My view
There were 40,000 plus nuclear warheads in 1989 yet the game only mentions 322 of them (IIRC). Yes mostly strategic nukes were mentioned but they were nearly half of the 40k total so you are talking about 2%.
Everything reasonable to be thought as an explanation for the discrepancy probably did have an effect.
Fizzles
Missile Failures
Warhead Failures
Targeting Failures
Destruction of C3I Facilities
ABM systems
Lack of control codes
Destruction of Launch facilities from enemy action, entropy, or accidents
Lack of Intelligence on what actually was hit (or missed and deserves a second strike)
As normal from the Russian perspective any quality issues would normally have been addressed with quantity. This was not an option here. When looking at strikes in the US, lets say they wanted 300 targets, normally they would launch say 1000 warheads for those 300 targets. That would have probably triggered full blown MAD.
So they launch 40 at a time over a couple of days with lets say a 25-33% success rate for the first go (remember they have been a Tac nuke target for months). They get hit in retaliation and then strike again. Each time their C3I and launch capabilities are degraded even further.
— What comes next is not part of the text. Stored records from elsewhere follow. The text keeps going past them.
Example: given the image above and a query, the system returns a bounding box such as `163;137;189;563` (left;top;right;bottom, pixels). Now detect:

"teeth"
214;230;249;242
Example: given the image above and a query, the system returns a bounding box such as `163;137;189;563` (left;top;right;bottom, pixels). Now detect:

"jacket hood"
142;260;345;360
In the end they have 84 successful strikes in the US at the cost of 59 known strikes back. In the USSR i assume that the count is a little low as the US had far more warheads that were under GDWs 500kt threshold. I expect it was a very tit for tat.
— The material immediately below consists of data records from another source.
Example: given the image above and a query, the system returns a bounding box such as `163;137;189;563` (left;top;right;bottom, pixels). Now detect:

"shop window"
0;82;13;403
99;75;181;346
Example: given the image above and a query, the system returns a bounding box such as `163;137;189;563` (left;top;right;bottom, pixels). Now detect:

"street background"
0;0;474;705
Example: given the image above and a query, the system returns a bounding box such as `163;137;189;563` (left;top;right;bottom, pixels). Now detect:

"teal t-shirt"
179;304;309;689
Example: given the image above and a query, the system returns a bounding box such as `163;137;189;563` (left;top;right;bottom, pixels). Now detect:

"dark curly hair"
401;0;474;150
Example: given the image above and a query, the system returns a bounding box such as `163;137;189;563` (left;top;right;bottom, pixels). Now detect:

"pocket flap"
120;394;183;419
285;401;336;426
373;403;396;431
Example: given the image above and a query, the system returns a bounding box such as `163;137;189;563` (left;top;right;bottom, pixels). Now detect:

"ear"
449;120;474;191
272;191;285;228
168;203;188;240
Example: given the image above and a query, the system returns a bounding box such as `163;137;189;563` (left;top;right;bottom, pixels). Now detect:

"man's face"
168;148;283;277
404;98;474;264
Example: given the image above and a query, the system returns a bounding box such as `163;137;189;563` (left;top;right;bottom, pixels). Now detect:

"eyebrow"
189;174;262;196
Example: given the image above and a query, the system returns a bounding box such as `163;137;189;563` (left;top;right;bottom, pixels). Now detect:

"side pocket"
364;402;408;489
Canada gets 30 strategic hits, my assumption is that the US responded with 30 strikes outside the USSR (Vietnam? Bulgaria? North Korea? Iraq?). I believe these strikes were earlier in the war and were that natural extension of the existing tactical strikes and not considered a threat to escalate to MAD. Being earlier there might have been better C3I and post strike analysis. That might explain why proportionally they were hit "harder".